More examples here: http://scitools.org.uk/cartopy/docs/v0.15/gallery.html

## Back to Exposures

Just like with the `ImpactFuncSet` class, `Exposures` can be filled at instantiation or with the `read()` method. An info log appears for every optional variable that has not been filled. The default minimum logging level shown is INFO. To modify the logging level or other configuration parameters, generate a `climada.conf` file with the same structure as the default `defaults.conf` file and locate it in the climada folder (see [Configuration options](https://github.com/davidnbresch/climada_python/blob/master/README.md)).

Exposures contains a `tag` variable which contains the file name(s) loaded and description(s) of each, if a description is provided.

In [None]:
exp = Exposures(ENT_TEST_XLS) # Without description
print('Tag information:')
print(exp.tag)
print()
exp = Exposures(ENT_TEST_XLS, 'Exposures in Florida.') # With description
print('Tag information:')
print(exp.tag)

The values of the exposures can be visualized using the `plot()` function. This function accepts the `kwargs` arguments of the matplotlib [matplotlib hexbin](https://matplotlib.org/api/_as_gen/matplotlib.pyplot.hexbin.html) function, so that different options can be easily set.
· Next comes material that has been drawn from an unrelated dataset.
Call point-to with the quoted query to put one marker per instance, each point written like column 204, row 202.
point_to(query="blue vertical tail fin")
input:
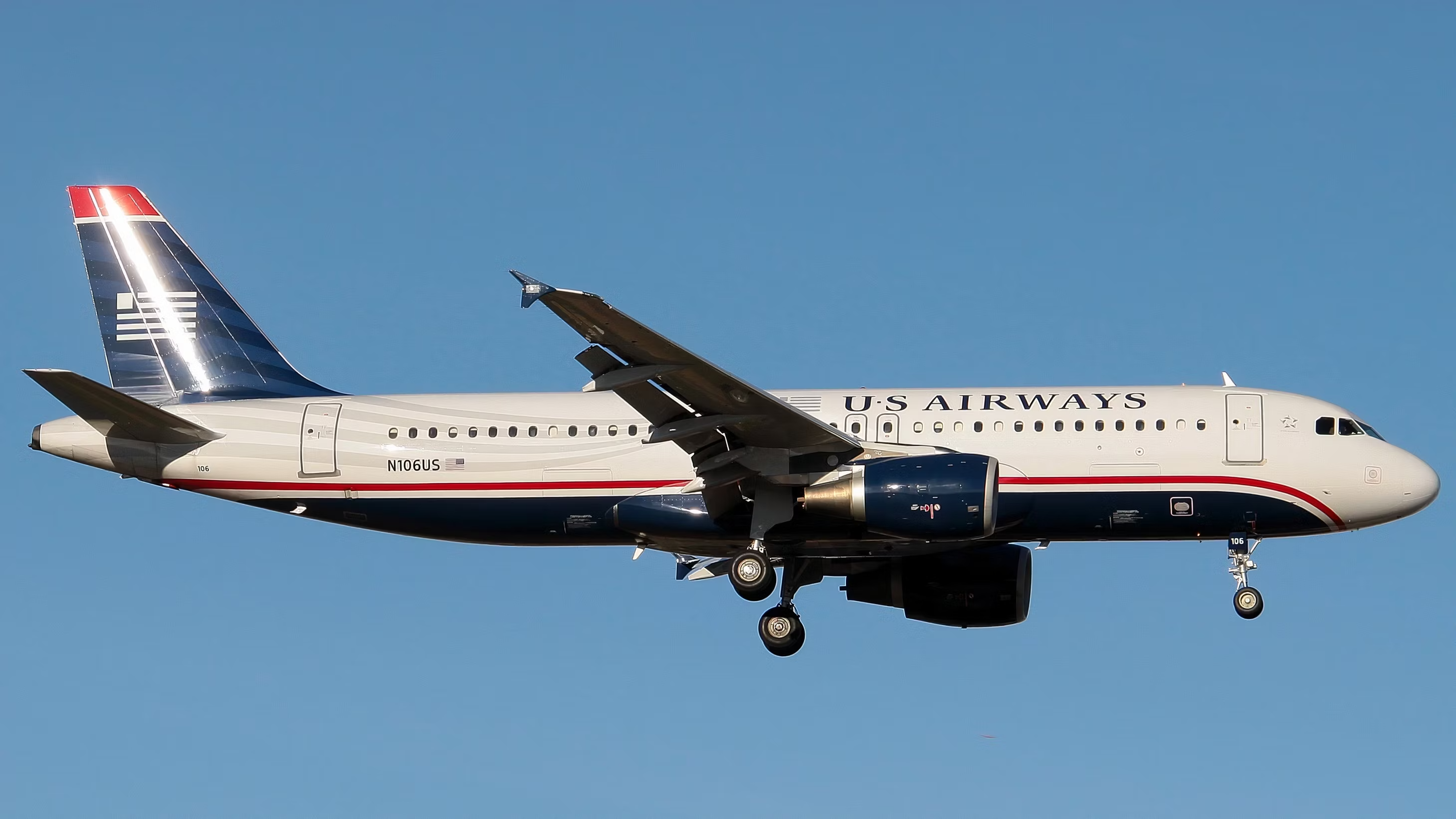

Moreover, the plot functions return the figure and axes, so that they can be modified afterwards.

### EXERCISE

1. Get the mean and standard deviation of the exposure values.
2. Get the coordinates where the minimum and maximum exposure values are reached. 
3. Plot the values with the default settings.
4. Plot the values with a gridsize of 10 and a colormap ("cmap") of your choice: https://matplotlib.org/examples/color/colormaps_reference.html.

In [None]:
# Put your code here





In [None]:
%matplotlib inline
import numpy as np

# 1. value variable is an numpy array
print('Mean value:', exp.value.mean())
print('Mean std:', exp.value.std())

# 2. latitude and longitude can be directly accessed (they are properties of the class)
print('Coordinates maximum value: (lat, lon) = (', exp.lat[np.argmax(exp.value)],',', exp.lon[np.argmax(exp.value)], ')')
print('Coordinates maximum value: (lat, lon) = (', exp.lat[np.argmin(exp.value)],',', exp.lon[np.argmin(exp.value)], ')')

# 3.
exp.plot() # Default configuration

# 4.
exp.plot(gridsize=10, cmap='rainbow')  # Decrease number of bins and change colormap

We have loaded the excel file without having to specify which are the names of the variables contained in the file. This is possible, because climada contains default variable names for each file type. 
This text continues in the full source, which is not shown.